Jeff Miller likely will be one of many political consultants who are anxiously biting their fingernails while they watch Tuesday's Republican debate. Broadcast live beginning at 5 p.m. PST on CNN, the debate between Republican presidential candidates is sponsored by CNN, the American Enterprise Institute and the Heritage Foundation.
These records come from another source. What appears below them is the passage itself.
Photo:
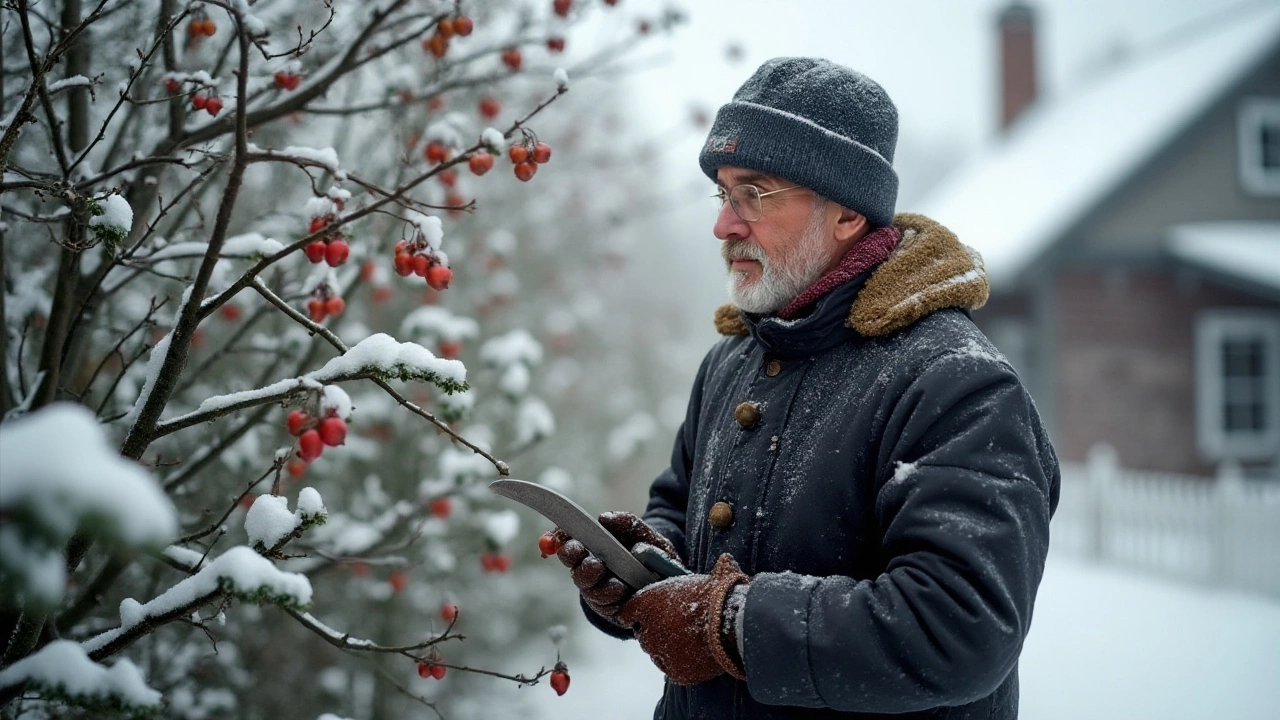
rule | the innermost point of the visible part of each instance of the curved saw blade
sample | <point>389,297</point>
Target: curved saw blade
<point>581,525</point>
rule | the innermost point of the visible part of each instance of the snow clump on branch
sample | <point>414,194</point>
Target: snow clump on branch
<point>46,493</point>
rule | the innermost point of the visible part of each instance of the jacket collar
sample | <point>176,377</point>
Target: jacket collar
<point>929,270</point>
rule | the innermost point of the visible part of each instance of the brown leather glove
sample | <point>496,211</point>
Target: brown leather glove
<point>602,591</point>
<point>679,623</point>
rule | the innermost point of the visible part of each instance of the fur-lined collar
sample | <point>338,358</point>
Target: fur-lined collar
<point>928,270</point>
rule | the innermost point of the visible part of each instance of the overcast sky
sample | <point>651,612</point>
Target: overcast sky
<point>936,58</point>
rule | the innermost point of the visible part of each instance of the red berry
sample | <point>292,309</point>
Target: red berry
<point>310,446</point>
<point>315,250</point>
<point>439,277</point>
<point>549,545</point>
<point>480,163</point>
<point>333,431</point>
<point>398,580</point>
<point>421,264</point>
<point>337,253</point>
<point>296,420</point>
<point>315,309</point>
<point>448,611</point>
<point>435,153</point>
<point>442,506</point>
<point>512,59</point>
<point>560,682</point>
<point>526,171</point>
Miller, who grew up in Tehachapi and is Texas Gov. Rick Perry's California campaign chairman, contends major-donor support in the state remains strong for Perry, despite the candidate's disappointing earlier debate performances. After Perry's Nov. 9 "brain freeze" during a televised debate in Detroit, Miller told The San Francisco Chronicle:

"I was nervous, thinking: 'How are our major supporters going to react?' ... I've been on the phone with every one of our major bundlers and finance chairs. And they're still on board, 100 percent. ... All of them are saying, 'We know Gov. Perry. We know he's a smart guy and we know what he's done in Texas. ... Do we want to elect someone who's a good debater and who has no core? Or do we want someone who's a great leader, who's sharp on policy?' So we have to dig in and do what we're doing."

Three days after the Detroit debate, Miller was breathing easier as the performances of Perry and the other Republican presidential candidates were relatively gaffe-free during a televised debate in South Carolina.

Tuesday's debate in Washington, D.C., which will focus on national security issues, is another "white-knuckle test" of the candidates, just weeks ahead of the party's first voter caucus in Iowa. In recent days, polls testing voter support in various early caucus and primary states have demonstrated just how volatile the race is.

Some placed former House Speaker Newt Gingrich in the lead, with others showing him running neck-and-neck with former Massachusetts Gov. Mitt Romney, who has consistently held onto front-runner status by the skin of his teeth. Despite sexual harassment allegations and policy flubs, former Godfather Pizza CEO Herman Cain remained in the top tier, as did Texas Congressman Ron Paul. Trailing with single-digit approval ratings were Rick Perry, Minnesota Congresswoman Michele Bachmann, former Pennsylvania Sen. Rick Santorum and former Utah Gov. Jon Huntsman.

But the cards in this Republican pack are being shuffled on almost a daily basis. As we head into the primaries, money, more than strong debate performances, likely will have the most impact on a candidate's approval rating. And Perry's got money -- more than $17 million in his political war chest.